Ordinary People, Rolnick


Ordinary People by Judith Guest is an enticing novel about coping with hardships.  Conrad is the main character who suffers from depression after losing his younger brother, and his father and mother, Calvin and Beth, struggle to maintain their familial bond in opposing ways, as it is breaking.  With the help of a psychiatrist, Conrad and Calvin work towards healing, unlike Beth who leaves at the end of the book.  Link to more plot: http://www.sparknotes.com/lit/ordinarypeople/summary.html


With Ordinary People’s emphasis on the “average” human being, and how tragic events can happen to these ordinary people, I read the novel as if I was a part of Conrad’s family.
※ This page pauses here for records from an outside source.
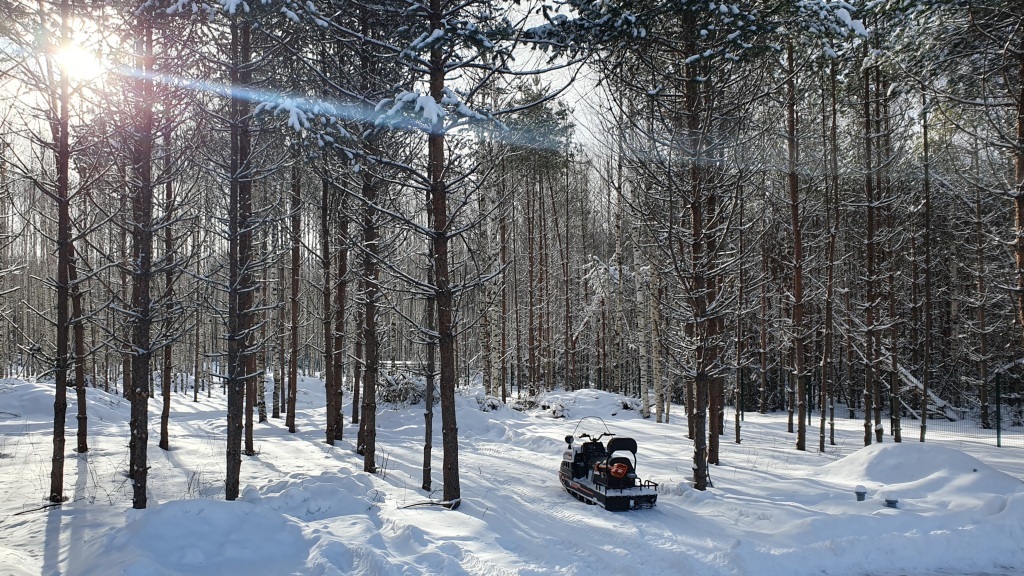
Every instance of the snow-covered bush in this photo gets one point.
(403, 389)
(488, 403)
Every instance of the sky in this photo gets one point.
(308, 508)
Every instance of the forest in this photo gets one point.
(780, 206)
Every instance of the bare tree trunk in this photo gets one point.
(439, 227)
(293, 362)
(240, 294)
(869, 333)
(79, 325)
(926, 373)
(430, 307)
(371, 344)
(331, 385)
(141, 266)
(165, 412)
(59, 128)
(340, 304)
(798, 252)
(1019, 195)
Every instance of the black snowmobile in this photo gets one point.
(603, 475)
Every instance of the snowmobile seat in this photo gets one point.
(623, 451)
(628, 444)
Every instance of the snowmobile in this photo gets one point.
(603, 475)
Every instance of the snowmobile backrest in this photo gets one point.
(628, 444)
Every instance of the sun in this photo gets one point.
(79, 64)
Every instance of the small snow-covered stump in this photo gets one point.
(861, 492)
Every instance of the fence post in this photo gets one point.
(998, 410)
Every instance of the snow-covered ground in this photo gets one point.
(308, 508)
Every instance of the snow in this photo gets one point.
(307, 508)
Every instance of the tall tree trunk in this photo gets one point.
(371, 343)
(442, 288)
(59, 128)
(293, 298)
(79, 325)
(926, 373)
(340, 305)
(331, 385)
(869, 330)
(798, 251)
(430, 307)
(165, 412)
(240, 294)
(141, 265)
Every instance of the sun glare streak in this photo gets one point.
(79, 64)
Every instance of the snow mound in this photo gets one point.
(914, 470)
(587, 402)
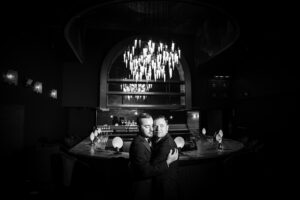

Guest’s sophisticated writing method of putting the reader in Conrad’s shoes using relatable situations that the reader would understand, is effective.  Guest writes in Conrad’s perspective, “In the early morning, the room is his enemy…He imagines himself safely inside; in bed, with the covers pulled up.  Asleep” (14-15).  Because it is a universal feeling to wish that one is “in bed, with the covers pulled up” in the early morning, the reader imagines himself as Conrad, and will then imagine himself as Conrad when Conrad deals with depression.  This writing tactic creates for a better understanding of the novel, as well as a more enjoyable reading experience.  Also, the author writes in third person limited, alternating focus on Conrad and Calvin, emphasizing each one’s depth as a character and providing for greater analysis of the two.  I enjoyed Ordinary People, as it made me feel closer to tragedy as well as making me appreciate my younger sister and my family’s state.  Judith Guest’s style of writing is an interesting one, and I would recommend this book to anyone looking to broaden his knowledge of different writing tactics or looking improve his or her own writing skills.

Poetry:

It Could Be Me.

Could it be you who’s fate this is true?
It couldn’t be me, can’t you see?
I’ve been so good, well as good as a human could be.
How will I deal with these feelings so glum?
I’ve faced the fact that my life is now humdrum.
Should I end this pain once and for all?
Because life itself is starting to make my skin crawl…
But I can’t and I won’t, that’s not what Buck wanted.
But did he want me all my life, to feel awfully haunted?
I don’t care, I can’t do that to my mom and especially my dad.
After my therapy I’m feeling better, just a tad.
Accept and move on, that’s what we all must do.